Californian voters re-elect dead man as city treasurer

In California voters re-elected their incumbent City Treasurer despite the fact he had died more than a month earlier

Alexandra Sims
Thursday 10 November 2016 16:47
Gary Ernst was elected on Tuesday despite his death in September
Gary Ernst was elected on Tuesday despite his death in September

Donald Trump's unexpected victory in the US Presidential elections has sent shock waves across the world, but it was not the only surprising election win to take place this week.

In a city council election in Oceanside, California, voters re-elected their incumbent City Treasurer Gary Ernst on Tuesday, despite the fact he died more than a month earlier.

Mr Ernst garnered 17,659 votes in the election, beating his challenger Nadine Scott by six percentage points.

Officials said there had not been enough time to remove his name from the ballot after he died from diabetes complications on 23 September.

Mr Ernst's posthumous victory, described as a "unique situation to say the least" by Oceanside city clerk, Zach Beck, was criticised by rival Ms Scott who called for an investigation into the result.

Ms Scott alleged that many of Mr Ernst's voters were not aware that he was dead and issued an official complaint over a city newsletter, which did mention Mr Ernst's death, but also listed his accomplishments and told voters that if he was re-elected the city council could either call a special election or appoint a replacement, KGTV reports.

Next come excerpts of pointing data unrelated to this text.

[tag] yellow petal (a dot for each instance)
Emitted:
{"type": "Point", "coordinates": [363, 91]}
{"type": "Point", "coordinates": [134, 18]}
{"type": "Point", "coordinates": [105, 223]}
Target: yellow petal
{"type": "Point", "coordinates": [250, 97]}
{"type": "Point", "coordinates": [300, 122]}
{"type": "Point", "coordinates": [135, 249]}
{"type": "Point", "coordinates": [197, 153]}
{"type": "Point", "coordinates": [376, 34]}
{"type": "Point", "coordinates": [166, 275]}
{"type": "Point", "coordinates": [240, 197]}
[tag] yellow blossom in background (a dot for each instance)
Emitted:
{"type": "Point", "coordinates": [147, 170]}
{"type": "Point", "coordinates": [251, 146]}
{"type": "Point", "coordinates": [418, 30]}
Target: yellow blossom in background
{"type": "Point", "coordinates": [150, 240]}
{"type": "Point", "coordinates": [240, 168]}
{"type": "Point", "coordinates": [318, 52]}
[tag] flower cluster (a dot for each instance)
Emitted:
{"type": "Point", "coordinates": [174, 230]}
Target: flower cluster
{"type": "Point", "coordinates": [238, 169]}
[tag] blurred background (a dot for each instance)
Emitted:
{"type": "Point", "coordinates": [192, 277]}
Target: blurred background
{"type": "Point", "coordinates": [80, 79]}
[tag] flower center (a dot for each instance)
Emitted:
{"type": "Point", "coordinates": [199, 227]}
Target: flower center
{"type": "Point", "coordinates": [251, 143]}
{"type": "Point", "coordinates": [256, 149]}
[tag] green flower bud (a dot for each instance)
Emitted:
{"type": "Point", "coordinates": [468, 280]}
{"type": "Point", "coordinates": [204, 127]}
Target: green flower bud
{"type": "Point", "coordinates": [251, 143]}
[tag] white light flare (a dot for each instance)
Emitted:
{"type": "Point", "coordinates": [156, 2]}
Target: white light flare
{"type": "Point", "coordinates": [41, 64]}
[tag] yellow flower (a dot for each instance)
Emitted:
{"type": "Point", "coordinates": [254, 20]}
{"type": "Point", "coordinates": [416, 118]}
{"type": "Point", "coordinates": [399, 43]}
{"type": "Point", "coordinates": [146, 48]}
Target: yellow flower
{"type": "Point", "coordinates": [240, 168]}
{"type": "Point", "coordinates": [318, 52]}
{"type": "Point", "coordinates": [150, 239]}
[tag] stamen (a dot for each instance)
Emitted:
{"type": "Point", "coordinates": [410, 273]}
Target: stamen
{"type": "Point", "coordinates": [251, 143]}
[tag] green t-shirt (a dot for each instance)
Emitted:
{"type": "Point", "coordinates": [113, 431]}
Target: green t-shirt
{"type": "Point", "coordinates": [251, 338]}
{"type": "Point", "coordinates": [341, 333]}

“It stands on its face, they were asking people to vote for him implicitly because they did not mention me, they did not mention my credentials," Ms Scott told ABC 10 News.

She told NBC 7 that she would like to be appointed to the post in honour of the 15,500 people who voted for her.

The state's Fair Political Practices Commission declined to investigate, the San Diego Union-Tribune reported, meaning the council must now decide how it will fill Mr Ernst's seat.

Oceanside city manager Michelle Lawrence told 10 News there was "no political intent in the news letter", saying it was meant to inform citizens that one of their elected officials had died and to let them know about the appropriate election rules.